Medical Student Northwestern University Feinberg School of Medicine Chicago, Illinois, United States
Introduction: The most common treatment of hydrocephalus is ventriculoperitoneal (VPS). Traditionally the distal catheter is inserted either through open laparotomy or more recently laparoscopy. Many studies have reported the benefits of a minimally invasive approach and suggested a reduced incidence of shunt malfunction. However, there is still no official consensus on its use.

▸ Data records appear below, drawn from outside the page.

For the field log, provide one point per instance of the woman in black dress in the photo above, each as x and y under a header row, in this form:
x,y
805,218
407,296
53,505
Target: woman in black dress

Methods: A systematic search was conducted in accordance with the Preferred Reporting Items for Systematic Reviews and Meta-Analyses (PRISMA) guidelines using three databases. Ten studies with adult populations and four studies including pediatrics populations were included
Results: 1929 patients underwent laparoscopic shunt insertion and 2732 patients underwent non-laparoscopic insertion. The laparoscopic group had a weighted mean age of 45.4 years and the non-laparoscopic group had a weighted mean age of 42.8 years. Laparoscopic access was associated with a 3.6 % reduction in distal shunt failure with 2.37% failure in the laparoscopic group compared with 5.98% in the non-laparoscopic group. Laparoscopic access was also associated with a reduction in operative time (~13 min) and length of stay (~2.3 days). There were no significant differences between the laparoscopic and non-laparoscopic groups with respect to proximal shunt failure, total shunt failure, intraoperative complications, or infection rate.
Conclusion : Laparoscopic peritoneal access during shunt insertion is associated with improved outcomes, particularly reduced distal malfunction, when compared to non-laparoscopic insertion and should be considered for shunt insertion in both adult and pediatric populations.